Methods: A Physiologically Based Pharmacokinetic model with detailed description of ocular sub-structures (ocular-PBPK) was used to describe distribution of full-length mAbs in the rabbit cornea. The model was calibrated in rabbits using data in cornea, aqueous humor, and serum following single and multiple intravenous administration of exogenous full-length mAbs and translated to humans. The impact of the varying extent and rate of distribution of TP in the human cornea and their implications for clinical dosing strategies were assessed by simulating and comparing various dosing regimens (QW, Q2W, Q3W, & Q4W).

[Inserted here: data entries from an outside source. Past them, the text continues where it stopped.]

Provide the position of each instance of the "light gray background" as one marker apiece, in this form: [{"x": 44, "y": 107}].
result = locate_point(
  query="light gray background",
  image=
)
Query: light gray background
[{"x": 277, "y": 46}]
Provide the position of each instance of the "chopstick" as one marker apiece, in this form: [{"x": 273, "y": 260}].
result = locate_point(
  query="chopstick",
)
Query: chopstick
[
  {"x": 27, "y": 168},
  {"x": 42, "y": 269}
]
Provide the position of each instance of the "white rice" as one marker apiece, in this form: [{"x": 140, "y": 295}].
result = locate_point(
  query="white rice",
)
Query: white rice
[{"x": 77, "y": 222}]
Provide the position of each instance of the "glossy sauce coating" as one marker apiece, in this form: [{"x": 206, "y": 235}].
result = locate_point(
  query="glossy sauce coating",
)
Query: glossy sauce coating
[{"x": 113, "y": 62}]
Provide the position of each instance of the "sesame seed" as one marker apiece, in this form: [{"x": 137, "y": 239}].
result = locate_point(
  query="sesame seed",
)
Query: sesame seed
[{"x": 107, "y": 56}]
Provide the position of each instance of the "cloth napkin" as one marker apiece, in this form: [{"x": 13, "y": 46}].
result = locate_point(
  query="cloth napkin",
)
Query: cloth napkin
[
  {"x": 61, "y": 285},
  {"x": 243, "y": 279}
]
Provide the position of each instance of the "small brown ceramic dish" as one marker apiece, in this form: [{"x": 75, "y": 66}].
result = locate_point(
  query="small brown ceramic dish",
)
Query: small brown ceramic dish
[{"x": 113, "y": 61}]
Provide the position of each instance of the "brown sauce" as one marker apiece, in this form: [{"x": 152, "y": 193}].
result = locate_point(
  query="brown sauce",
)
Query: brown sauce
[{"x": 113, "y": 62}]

Results: The rabbit ocular-PBPK model, without accounting for limbal vasculature contribution, accurately predicted serum and aqueous humor concentrations of full-length mAbs but underestimated cornea concentrations. The calibrated model best described the observed cornea levels and was successfully translated to humans. The human ocular-PBPK model indicate that mAbs accumulate slowly in the cornea after multiple intravenous dosing, achieving steady state in 2-4 months or 4-6 months with and without limbal vasculature contributions, respectively. These findings align with the reported clinical observations of delayed ocular toxicity. Model predictions indicate that the distribution of mAbs in the human cornea at steady state is 1.5% without contributions from limbal vasculature, and 52.4% with it marking the best- and worst-case cornea exposure scenarios. Furthermore, model simulations showed minimal relative differences in peak cornea concentrations (Cmax) at steady state between Q2W and Q3W dosing regimens across the exposure scenarios tested.

Conclusions: Using ocular-PBPK modeling, we evaluated how the extent and rate of distribution of full-length mAbs in the human cornea affects clinical dose optimization in oncology patients to mitigate corneal adverse events. The analysis also highlighted key knowledge gaps, suggesting targeted experiments in the future to better understand distribution of mAbs, as a class of TPs, in the cornea.

Citations: [1] Shivva, Vittal, et al. "Antibody format and serum disposition govern ocular pharmacokinetics of intravenously administered protein therapeutics." Frontiers in Pharmacology 12 (2021): 601569.
[2] Bussing, David, and Dhaval K Shah. "Development of a physiologically-based pharmacokinetic model for ocular disposition of monoclonal antibodies in rabbits." Journal of pharmacokinetics and pharmacodynamics 47 (2020): 597-612.
[3] Naware, Sanika, David Bussing, and Dhaval K. Shah. "Translational physiologically-based pharmacokinetic model for ocular disposition of monoclonal antibodies." Journal of Pharmacokinetics and Pharmacodynamics (2023): 1-16.